Le dita fredde e sicure della mia aguzzina si posarono con decisione sul mio collo, sussurrando una minaccia inattesa “No, non vorrai che i miei ragazzi restino delusi”. Intanto, i suoi complici si divertivano a umiliarmi. Ero prigioniera di quella morsa soffocante. Sentivo il respiro caldo di tutti i miei carnefici, il ragazzo più giovane sfregava il suo membro contro il mio petto. Nello stesso momento, il più esperto mi assaliva con una violenza inaudita, i suoi movimenti erano selvaggi e incontrollabili. Mi sussurrava all'orecchio parole sporche, come "Sei una merda, una troia che non merita di vivere", il suo sguardo era un abisso di odio.

Iniziai a singhiozzare convulsamente, il mio corpo scosso da spasmi incontrollabili. Mi parve di sentire un lontano scricchiolio, come il lamento di una porta che si apriva. Ma era solo un'illusione, un'eco dei miei pensieri confusi?

Il ragazzo simile a Riccardo svanì nel nulla, lasciando al suo posto un'immagine che mi lasciò a bocca aperta. Due seni femminili, rotondi e sodi, si sollevavano e abbassavano lentamente sopra il mio viso. Il neo a forma di stella, inconfondibile, mi confermò che si trattava di lei. La mia lingua, guidata da un istinto incontrollabile, scivolò sulla morbida pelle, calda e profumata come un fiore appena sbocciato. L'eccitazione mi avvolse come una folata di vento, mentre la confusione mi attanagliava il cuore. Ero di fronte a un enigma che non riuscivo a spiegare: come era possibile che i seni di una donna potessero apparire dal nulla, al posto di un uomo?

I due complici mi tennero ferma per i polsi. Lei iniziò a profanare la mia intimità come se fossi un oggetto. Proprio quando credevo di toccare il paradiso, lei mi precipitò all'inferno, togliendosi la maschera dagli occhi. Un urlo straziante mi sfuggì: 'Lizzy!

Aprii gli occhi di scatto e la vidi davanti a me, avvolta nel suo pigiama. Per un attimo credetti di essere ancora nel sogno, ma poi il suo sguardo preoccupato mi riportò alla realtà. Il cuore mi martellava nel petto mentre la guardavo, cercando di capire se fosse tutto reale. Lei mi scuoteva delicatamente, chiedendomi se stessi bene. 'È stato solo un sogno', riuscii a balbettare. Lei si sedette sul letto e mi strinse tra le braccia. 'Shhh, ora sono qui. Tutto è a posto', sussurrò accarezzando i miei capelli. Ma anche se le sue parole mi calmavano, sentivo ancora un nodo allo stomaco. Pensavo che..." (esiti) "Pensavo che fossi lei”.

Lei mi guardò perplessa, lo sguardo che prima era preoccupato si fece freddo. "Credevi che fossi Giusy? Ma cosa ti passa per la testa?" La sua voce era seccata, quasi ferita. Prima che potessi replicare, si alzò bruscamente e si allontanò, lasciandomi sola con la confusione e il rimorso.
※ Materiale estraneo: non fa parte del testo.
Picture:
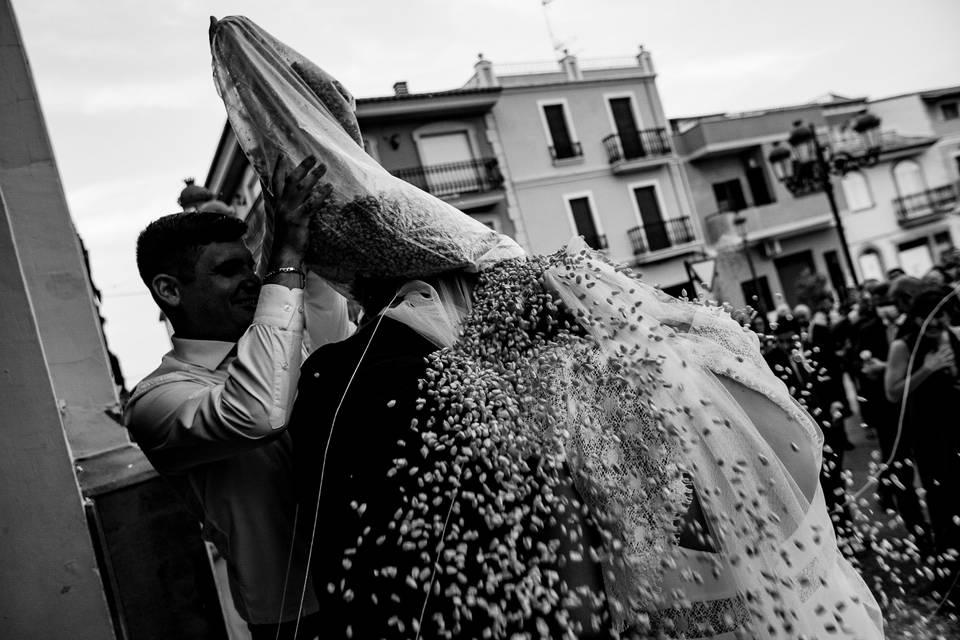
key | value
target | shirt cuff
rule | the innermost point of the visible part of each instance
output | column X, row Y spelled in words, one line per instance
column 280, row 307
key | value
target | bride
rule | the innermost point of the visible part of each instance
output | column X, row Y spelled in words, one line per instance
column 753, row 553
column 561, row 441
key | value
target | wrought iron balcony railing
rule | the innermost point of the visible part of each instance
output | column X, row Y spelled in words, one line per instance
column 661, row 235
column 925, row 203
column 647, row 143
column 565, row 152
column 596, row 241
column 469, row 176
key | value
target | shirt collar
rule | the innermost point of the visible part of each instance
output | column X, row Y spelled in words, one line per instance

Una volta rimasta sola, cercavo di dare un senso a quel sogno così inquietante. Avevo appena fatto sesso con una delle sue migliori amiche e ora mi ritrovo a fantasticare su di lei in un contesto così oscuro. Non riuscivo a spiegarmi come avessi potuto fare un sogno del genere e decisi di rifugiarmi nella vecchia casa dei miei nonni, un luogo che mi aveva sempre portato conforto. In quel momento, non potevo immaginare che quel sogno, in un certo senso, avesse predetto un futuro che mi avrebbe sconvolto.